Hamas yaptığı açıklamada, sivil Yahudi işgalcilerin Aksa'ya yönelik baskınlarını, ''işgal güçleri hükümetinin itibarını korumak için gerçekleştirilen umutsuz bir girişim'' şeklinde değerlendirdi.
Filistinlileri, Batı Şeria'daki şehirlerde gelecek cumayı "öfke günü" haline getirmeye davet eden Hamas, kalabalıklar halinde tüm temas noktalarında toplanılması, yerleşimler arasındaki yolların kesilmesi çağrısında bulundu.
Bu saldırıların daha fazla direniş ve engelleme ile karşılaşacağı aktarılan açıklamada, Filistin halkının, topraklarını ve kutsal değerlerini savunma ile ulusal kurtuluş projesine katılmaya; işgal güçleri ve sivil işgalciler karşısında kapsamlı bir direnişi etkinleştirmeye hazır olduğu vurgulandı.
İsrail polisinin eşlik ettiği fanatik Yahudiler, işgal altındaki Doğu Kudüs'ün Eski Şehir bölgesinde bulunan Mescid-i Aksa'ya sık sık baskın düzenliyor. Fanatik Yahudilerin Harem-i Şerif'e düzenlediği bu tür baskınlar bölgede gerginliğin tırmanmasına neden oluyor.
Kudüs İslami Vakıflar İdaresinin egemenliği ihlal ediliyor
İşgal altındaki Doğu Kudüs'te bulunan Mescid-i Aksa, Müslümanların ilk kıblesi olma özelliğini taşıyor. Yahudiler ise içinde Kıble Mescidi ile Kubbetu's Sahra Camisi'nin yanı sıra müze, medreseler ve büyük avlunun yer aldığı Mescid-i Aksa Külliyesi altında, sözde Süleyman Mabedi kalıntılarının bulunduğu iddiasıyla kazı çalışmaları yapıyor ve Mescid-i Aksa'da kendilerinin de ibadet etme hakları olduğunu savunuyor.

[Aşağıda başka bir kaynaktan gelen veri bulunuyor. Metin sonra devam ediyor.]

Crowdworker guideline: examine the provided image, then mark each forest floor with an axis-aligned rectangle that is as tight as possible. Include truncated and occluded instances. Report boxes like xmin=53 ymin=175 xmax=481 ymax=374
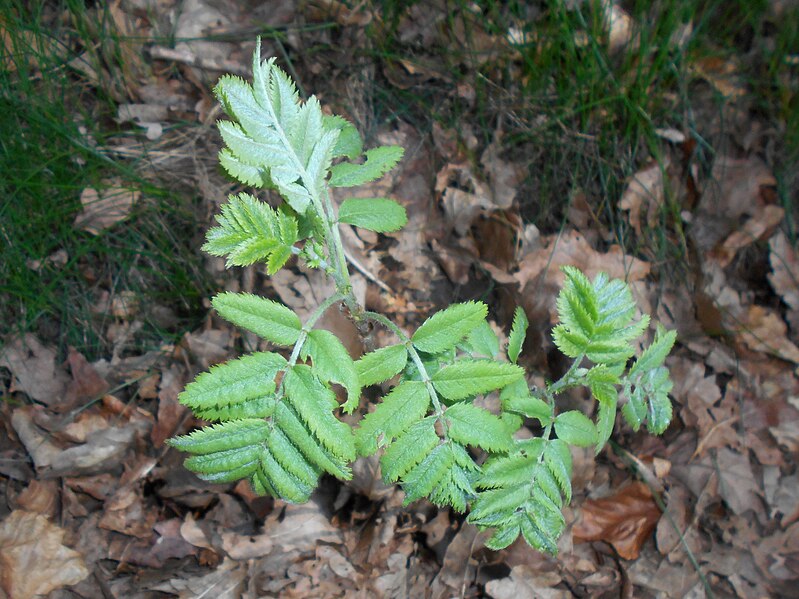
xmin=0 ymin=0 xmax=799 ymax=599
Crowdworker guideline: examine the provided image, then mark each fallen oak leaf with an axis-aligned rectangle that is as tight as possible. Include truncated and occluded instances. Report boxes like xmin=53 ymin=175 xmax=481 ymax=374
xmin=572 ymin=482 xmax=660 ymax=560
xmin=0 ymin=510 xmax=89 ymax=599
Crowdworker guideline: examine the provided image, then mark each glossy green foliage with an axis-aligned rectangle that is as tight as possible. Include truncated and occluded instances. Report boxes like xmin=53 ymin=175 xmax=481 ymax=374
xmin=170 ymin=44 xmax=675 ymax=553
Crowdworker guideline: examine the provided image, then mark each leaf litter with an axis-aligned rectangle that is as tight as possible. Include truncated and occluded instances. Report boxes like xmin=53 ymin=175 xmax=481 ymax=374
xmin=0 ymin=0 xmax=799 ymax=599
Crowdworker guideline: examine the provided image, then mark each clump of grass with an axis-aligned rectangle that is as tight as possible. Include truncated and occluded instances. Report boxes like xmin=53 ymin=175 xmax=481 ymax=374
xmin=0 ymin=2 xmax=208 ymax=357
xmin=372 ymin=0 xmax=799 ymax=254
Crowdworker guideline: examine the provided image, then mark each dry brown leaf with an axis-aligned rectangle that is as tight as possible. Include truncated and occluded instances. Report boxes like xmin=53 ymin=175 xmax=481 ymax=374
xmin=572 ymin=482 xmax=660 ymax=559
xmin=0 ymin=510 xmax=89 ymax=599
xmin=11 ymin=406 xmax=139 ymax=476
xmin=181 ymin=329 xmax=233 ymax=370
xmin=753 ymin=522 xmax=799 ymax=584
xmin=264 ymin=500 xmax=343 ymax=552
xmin=711 ymin=206 xmax=785 ymax=267
xmin=513 ymin=231 xmax=650 ymax=322
xmin=432 ymin=523 xmax=488 ymax=596
xmin=486 ymin=565 xmax=574 ymax=599
xmin=66 ymin=346 xmax=110 ymax=405
xmin=74 ymin=181 xmax=141 ymax=235
xmin=739 ymin=305 xmax=799 ymax=364
xmin=98 ymin=485 xmax=158 ymax=539
xmin=220 ymin=530 xmax=272 ymax=559
xmin=316 ymin=545 xmax=358 ymax=581
xmin=0 ymin=334 xmax=69 ymax=405
xmin=480 ymin=129 xmax=528 ymax=210
xmin=16 ymin=480 xmax=58 ymax=518
xmin=691 ymin=156 xmax=777 ymax=252
xmin=601 ymin=0 xmax=634 ymax=54
xmin=768 ymin=231 xmax=799 ymax=310
xmin=716 ymin=447 xmax=763 ymax=515
xmin=305 ymin=0 xmax=373 ymax=27
xmin=150 ymin=364 xmax=187 ymax=447
xmin=149 ymin=559 xmax=248 ymax=599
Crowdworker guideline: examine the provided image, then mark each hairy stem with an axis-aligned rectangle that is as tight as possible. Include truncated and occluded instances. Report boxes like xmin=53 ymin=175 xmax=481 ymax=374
xmin=363 ymin=312 xmax=447 ymax=428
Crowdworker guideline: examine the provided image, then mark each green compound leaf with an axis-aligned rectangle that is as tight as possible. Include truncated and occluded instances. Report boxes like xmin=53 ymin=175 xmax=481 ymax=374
xmin=628 ymin=324 xmax=677 ymax=379
xmin=214 ymin=41 xmax=346 ymax=214
xmin=411 ymin=302 xmax=488 ymax=354
xmin=211 ymin=292 xmax=302 ymax=346
xmin=183 ymin=445 xmax=262 ymax=483
xmin=555 ymin=410 xmax=597 ymax=447
xmin=322 ymin=114 xmax=363 ymax=160
xmin=468 ymin=438 xmax=571 ymax=555
xmin=178 ymin=352 xmax=286 ymax=420
xmin=508 ymin=306 xmax=530 ymax=364
xmin=643 ymin=366 xmax=672 ymax=435
xmin=552 ymin=266 xmax=649 ymax=364
xmin=301 ymin=329 xmax=361 ymax=413
xmin=402 ymin=442 xmax=480 ymax=511
xmin=202 ymin=193 xmax=298 ymax=275
xmin=275 ymin=402 xmax=352 ymax=480
xmin=167 ymin=418 xmax=269 ymax=455
xmin=444 ymin=403 xmax=512 ymax=451
xmin=338 ymin=198 xmax=408 ymax=233
xmin=589 ymin=381 xmax=619 ymax=453
xmin=355 ymin=345 xmax=408 ymax=387
xmin=466 ymin=320 xmax=499 ymax=358
xmin=380 ymin=416 xmax=441 ymax=484
xmin=283 ymin=364 xmax=355 ymax=461
xmin=431 ymin=359 xmax=524 ymax=401
xmin=328 ymin=146 xmax=405 ymax=187
xmin=499 ymin=390 xmax=552 ymax=426
xmin=355 ymin=381 xmax=430 ymax=456
xmin=621 ymin=387 xmax=646 ymax=431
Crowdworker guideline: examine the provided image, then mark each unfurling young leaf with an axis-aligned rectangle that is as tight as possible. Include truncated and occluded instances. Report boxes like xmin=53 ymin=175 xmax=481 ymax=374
xmin=411 ymin=302 xmax=488 ymax=354
xmin=203 ymin=193 xmax=297 ymax=274
xmin=338 ymin=198 xmax=408 ymax=233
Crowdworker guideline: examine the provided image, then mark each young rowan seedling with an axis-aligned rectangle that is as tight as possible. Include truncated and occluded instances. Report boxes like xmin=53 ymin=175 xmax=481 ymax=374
xmin=170 ymin=42 xmax=675 ymax=553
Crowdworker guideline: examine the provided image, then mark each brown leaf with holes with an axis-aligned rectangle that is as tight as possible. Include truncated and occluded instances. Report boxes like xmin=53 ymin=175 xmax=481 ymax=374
xmin=572 ymin=482 xmax=660 ymax=559
xmin=0 ymin=334 xmax=69 ymax=405
xmin=0 ymin=510 xmax=89 ymax=599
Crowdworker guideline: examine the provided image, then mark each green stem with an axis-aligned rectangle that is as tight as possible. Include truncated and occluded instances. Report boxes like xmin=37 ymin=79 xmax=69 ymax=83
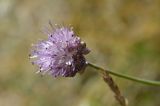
xmin=88 ymin=63 xmax=160 ymax=86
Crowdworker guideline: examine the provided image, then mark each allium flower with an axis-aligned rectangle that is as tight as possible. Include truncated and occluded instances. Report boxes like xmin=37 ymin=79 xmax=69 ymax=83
xmin=29 ymin=26 xmax=90 ymax=77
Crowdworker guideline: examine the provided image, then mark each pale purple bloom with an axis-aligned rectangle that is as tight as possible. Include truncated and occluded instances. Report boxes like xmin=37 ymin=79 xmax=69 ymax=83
xmin=30 ymin=26 xmax=89 ymax=77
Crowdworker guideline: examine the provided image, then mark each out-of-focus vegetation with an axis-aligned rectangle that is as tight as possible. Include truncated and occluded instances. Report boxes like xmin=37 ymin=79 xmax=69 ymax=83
xmin=0 ymin=0 xmax=160 ymax=106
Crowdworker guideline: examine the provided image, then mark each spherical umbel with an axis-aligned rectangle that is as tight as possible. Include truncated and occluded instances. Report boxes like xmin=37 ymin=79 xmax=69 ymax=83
xmin=29 ymin=26 xmax=90 ymax=77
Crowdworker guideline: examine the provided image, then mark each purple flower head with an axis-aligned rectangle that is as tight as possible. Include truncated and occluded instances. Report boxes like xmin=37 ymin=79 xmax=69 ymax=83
xmin=30 ymin=26 xmax=90 ymax=77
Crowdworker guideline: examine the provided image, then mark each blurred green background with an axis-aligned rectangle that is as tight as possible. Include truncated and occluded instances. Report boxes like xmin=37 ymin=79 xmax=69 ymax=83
xmin=0 ymin=0 xmax=160 ymax=106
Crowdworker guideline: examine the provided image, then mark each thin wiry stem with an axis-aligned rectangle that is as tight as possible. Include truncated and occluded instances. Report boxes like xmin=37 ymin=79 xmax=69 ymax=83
xmin=88 ymin=63 xmax=160 ymax=86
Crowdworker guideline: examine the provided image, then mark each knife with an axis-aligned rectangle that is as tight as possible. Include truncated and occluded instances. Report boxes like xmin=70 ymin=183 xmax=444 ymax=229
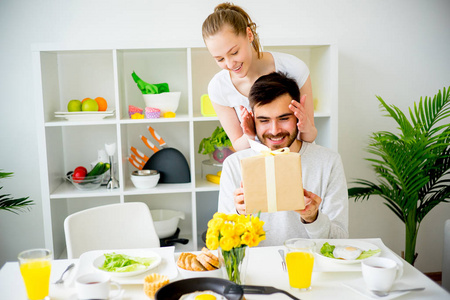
xmin=130 ymin=146 xmax=148 ymax=161
xmin=147 ymin=126 xmax=168 ymax=148
xmin=130 ymin=154 xmax=146 ymax=166
xmin=128 ymin=157 xmax=142 ymax=170
xmin=241 ymin=285 xmax=300 ymax=300
xmin=140 ymin=135 xmax=159 ymax=153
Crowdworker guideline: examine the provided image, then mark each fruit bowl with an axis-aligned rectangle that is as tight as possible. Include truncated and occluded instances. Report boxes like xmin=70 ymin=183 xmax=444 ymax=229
xmin=142 ymin=92 xmax=181 ymax=115
xmin=65 ymin=173 xmax=106 ymax=191
xmin=130 ymin=170 xmax=160 ymax=189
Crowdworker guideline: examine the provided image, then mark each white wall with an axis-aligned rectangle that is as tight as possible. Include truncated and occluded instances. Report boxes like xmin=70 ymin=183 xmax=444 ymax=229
xmin=0 ymin=0 xmax=450 ymax=272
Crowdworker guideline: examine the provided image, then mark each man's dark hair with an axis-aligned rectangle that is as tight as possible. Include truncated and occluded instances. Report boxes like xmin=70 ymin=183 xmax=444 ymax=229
xmin=248 ymin=72 xmax=300 ymax=109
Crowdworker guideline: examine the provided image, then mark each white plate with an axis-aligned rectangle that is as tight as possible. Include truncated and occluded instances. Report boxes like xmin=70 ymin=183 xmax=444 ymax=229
xmin=72 ymin=246 xmax=178 ymax=284
xmin=316 ymin=240 xmax=381 ymax=264
xmin=55 ymin=110 xmax=114 ymax=115
xmin=55 ymin=110 xmax=114 ymax=121
xmin=92 ymin=251 xmax=161 ymax=277
xmin=175 ymin=250 xmax=222 ymax=279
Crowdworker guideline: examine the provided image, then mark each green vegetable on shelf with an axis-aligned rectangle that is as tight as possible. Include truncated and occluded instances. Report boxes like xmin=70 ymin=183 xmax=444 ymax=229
xmin=131 ymin=71 xmax=170 ymax=94
xmin=198 ymin=126 xmax=232 ymax=154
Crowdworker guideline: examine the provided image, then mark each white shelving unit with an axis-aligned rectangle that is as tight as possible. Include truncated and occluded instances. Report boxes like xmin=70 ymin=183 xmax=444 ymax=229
xmin=32 ymin=41 xmax=338 ymax=257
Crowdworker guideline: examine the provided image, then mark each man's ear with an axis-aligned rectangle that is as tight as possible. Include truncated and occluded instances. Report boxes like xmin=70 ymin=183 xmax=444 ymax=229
xmin=247 ymin=27 xmax=255 ymax=43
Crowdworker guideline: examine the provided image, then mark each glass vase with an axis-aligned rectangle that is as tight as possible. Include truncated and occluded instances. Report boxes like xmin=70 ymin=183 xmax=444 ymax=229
xmin=219 ymin=246 xmax=249 ymax=285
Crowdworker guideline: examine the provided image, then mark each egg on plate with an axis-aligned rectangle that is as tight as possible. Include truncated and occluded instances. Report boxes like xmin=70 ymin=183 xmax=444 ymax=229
xmin=180 ymin=291 xmax=227 ymax=300
xmin=333 ymin=246 xmax=362 ymax=260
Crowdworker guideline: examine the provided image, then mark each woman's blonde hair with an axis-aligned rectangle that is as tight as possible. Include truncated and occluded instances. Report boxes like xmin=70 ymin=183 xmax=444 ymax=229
xmin=202 ymin=2 xmax=262 ymax=58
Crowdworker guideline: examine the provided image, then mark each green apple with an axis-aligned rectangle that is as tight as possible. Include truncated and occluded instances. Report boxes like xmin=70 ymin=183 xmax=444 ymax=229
xmin=67 ymin=99 xmax=81 ymax=111
xmin=81 ymin=99 xmax=98 ymax=111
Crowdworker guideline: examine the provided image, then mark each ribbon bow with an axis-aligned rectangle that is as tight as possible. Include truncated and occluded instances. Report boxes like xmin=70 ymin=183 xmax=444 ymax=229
xmin=248 ymin=140 xmax=290 ymax=156
xmin=249 ymin=140 xmax=290 ymax=212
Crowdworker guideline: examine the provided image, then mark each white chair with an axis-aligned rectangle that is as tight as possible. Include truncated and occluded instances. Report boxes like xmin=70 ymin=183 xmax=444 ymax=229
xmin=64 ymin=202 xmax=160 ymax=259
xmin=442 ymin=219 xmax=450 ymax=293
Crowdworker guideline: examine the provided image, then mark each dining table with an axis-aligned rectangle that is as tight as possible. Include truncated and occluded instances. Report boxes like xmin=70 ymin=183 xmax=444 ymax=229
xmin=0 ymin=238 xmax=450 ymax=300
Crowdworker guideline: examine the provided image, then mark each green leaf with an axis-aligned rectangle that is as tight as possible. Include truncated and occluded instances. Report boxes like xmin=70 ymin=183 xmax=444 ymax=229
xmin=198 ymin=126 xmax=231 ymax=154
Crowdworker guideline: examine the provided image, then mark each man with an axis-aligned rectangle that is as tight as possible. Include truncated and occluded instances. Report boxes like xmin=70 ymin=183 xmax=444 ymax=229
xmin=218 ymin=72 xmax=348 ymax=246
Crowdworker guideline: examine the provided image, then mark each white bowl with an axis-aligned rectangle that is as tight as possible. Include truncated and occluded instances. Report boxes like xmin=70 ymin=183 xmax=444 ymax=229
xmin=151 ymin=209 xmax=184 ymax=239
xmin=130 ymin=170 xmax=160 ymax=189
xmin=142 ymin=92 xmax=181 ymax=115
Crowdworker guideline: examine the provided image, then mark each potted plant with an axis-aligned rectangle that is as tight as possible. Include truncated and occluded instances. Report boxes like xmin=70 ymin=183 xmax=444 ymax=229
xmin=348 ymin=88 xmax=450 ymax=264
xmin=0 ymin=172 xmax=34 ymax=214
xmin=198 ymin=126 xmax=234 ymax=163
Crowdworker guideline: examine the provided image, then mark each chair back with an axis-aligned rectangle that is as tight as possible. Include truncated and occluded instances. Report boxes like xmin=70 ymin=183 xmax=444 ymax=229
xmin=442 ymin=219 xmax=450 ymax=293
xmin=64 ymin=202 xmax=160 ymax=259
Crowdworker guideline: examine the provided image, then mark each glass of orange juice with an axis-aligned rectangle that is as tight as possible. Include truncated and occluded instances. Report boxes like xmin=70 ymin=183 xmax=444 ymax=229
xmin=18 ymin=249 xmax=52 ymax=300
xmin=284 ymin=238 xmax=316 ymax=291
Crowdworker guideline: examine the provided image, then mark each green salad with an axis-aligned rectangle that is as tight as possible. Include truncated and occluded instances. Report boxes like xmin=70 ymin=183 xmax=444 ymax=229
xmin=99 ymin=252 xmax=156 ymax=272
xmin=320 ymin=243 xmax=381 ymax=260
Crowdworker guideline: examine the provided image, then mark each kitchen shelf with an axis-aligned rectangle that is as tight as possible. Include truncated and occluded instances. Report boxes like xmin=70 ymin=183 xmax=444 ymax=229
xmin=32 ymin=39 xmax=338 ymax=257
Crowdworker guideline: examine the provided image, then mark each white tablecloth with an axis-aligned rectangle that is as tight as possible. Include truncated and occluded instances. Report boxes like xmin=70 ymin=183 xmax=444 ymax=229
xmin=0 ymin=238 xmax=450 ymax=300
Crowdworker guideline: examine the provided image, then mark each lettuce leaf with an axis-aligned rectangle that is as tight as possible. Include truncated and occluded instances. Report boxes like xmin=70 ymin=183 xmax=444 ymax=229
xmin=320 ymin=243 xmax=336 ymax=258
xmin=99 ymin=252 xmax=156 ymax=272
xmin=320 ymin=243 xmax=381 ymax=260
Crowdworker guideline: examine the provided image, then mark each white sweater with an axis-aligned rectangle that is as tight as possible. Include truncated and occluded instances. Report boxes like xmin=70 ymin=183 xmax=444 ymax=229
xmin=218 ymin=142 xmax=348 ymax=246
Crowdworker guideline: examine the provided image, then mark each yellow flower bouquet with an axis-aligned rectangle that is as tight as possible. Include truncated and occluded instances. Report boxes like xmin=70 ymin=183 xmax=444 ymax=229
xmin=206 ymin=213 xmax=266 ymax=284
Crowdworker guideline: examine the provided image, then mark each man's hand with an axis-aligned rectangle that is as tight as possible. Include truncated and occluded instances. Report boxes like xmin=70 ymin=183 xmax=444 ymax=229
xmin=233 ymin=181 xmax=245 ymax=215
xmin=289 ymin=95 xmax=314 ymax=138
xmin=239 ymin=105 xmax=256 ymax=140
xmin=296 ymin=189 xmax=322 ymax=223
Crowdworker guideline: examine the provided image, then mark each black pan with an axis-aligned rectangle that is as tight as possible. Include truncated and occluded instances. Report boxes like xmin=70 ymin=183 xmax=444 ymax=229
xmin=142 ymin=148 xmax=191 ymax=183
xmin=141 ymin=126 xmax=191 ymax=183
xmin=155 ymin=277 xmax=244 ymax=300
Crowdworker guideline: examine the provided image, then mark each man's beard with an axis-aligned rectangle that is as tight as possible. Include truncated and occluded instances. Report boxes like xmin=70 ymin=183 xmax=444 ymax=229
xmin=257 ymin=129 xmax=298 ymax=150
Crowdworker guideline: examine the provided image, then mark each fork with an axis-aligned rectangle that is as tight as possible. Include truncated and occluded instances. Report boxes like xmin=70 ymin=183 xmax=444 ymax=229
xmin=55 ymin=263 xmax=75 ymax=284
xmin=278 ymin=249 xmax=287 ymax=272
xmin=371 ymin=288 xmax=425 ymax=297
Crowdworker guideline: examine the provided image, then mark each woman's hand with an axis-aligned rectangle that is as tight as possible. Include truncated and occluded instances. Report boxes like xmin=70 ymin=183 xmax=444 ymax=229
xmin=239 ymin=105 xmax=256 ymax=140
xmin=297 ymin=189 xmax=322 ymax=223
xmin=289 ymin=95 xmax=315 ymax=138
xmin=233 ymin=181 xmax=245 ymax=215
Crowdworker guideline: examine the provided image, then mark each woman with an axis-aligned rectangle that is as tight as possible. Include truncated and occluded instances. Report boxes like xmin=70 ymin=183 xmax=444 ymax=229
xmin=202 ymin=3 xmax=317 ymax=150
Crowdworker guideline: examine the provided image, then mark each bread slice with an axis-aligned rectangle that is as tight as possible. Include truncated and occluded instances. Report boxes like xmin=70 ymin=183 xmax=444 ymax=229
xmin=197 ymin=253 xmax=217 ymax=271
xmin=202 ymin=247 xmax=220 ymax=268
xmin=184 ymin=253 xmax=196 ymax=271
xmin=191 ymin=256 xmax=208 ymax=272
xmin=177 ymin=252 xmax=187 ymax=269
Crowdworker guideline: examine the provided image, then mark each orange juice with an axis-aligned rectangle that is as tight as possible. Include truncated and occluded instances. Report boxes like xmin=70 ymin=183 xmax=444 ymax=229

Mescid-i Aksa, İsrail ile Ürdün arasında 26 Ekim 1994'te imzalanan barış antlaşmasına göre Ürdün Vakıflar, İslami İşler ve Mukaddesat Bakanlığına bağlı Kudüs İslami Vakıflar İdaresinin himayesinde bulunuyor. Ancak Yahudiler, 2003'ten bu yana İdarenin izni olmadan İsrail'in tek taraflı kararıyla polis eşliğinde kutsal mabede giriyor.
Bu girişleri baskın olarak nitelendiren Kudüs İslami Vakıflar İdaresi, Müslümanların egemenliğinin ihlal edildiğini vurguluyor.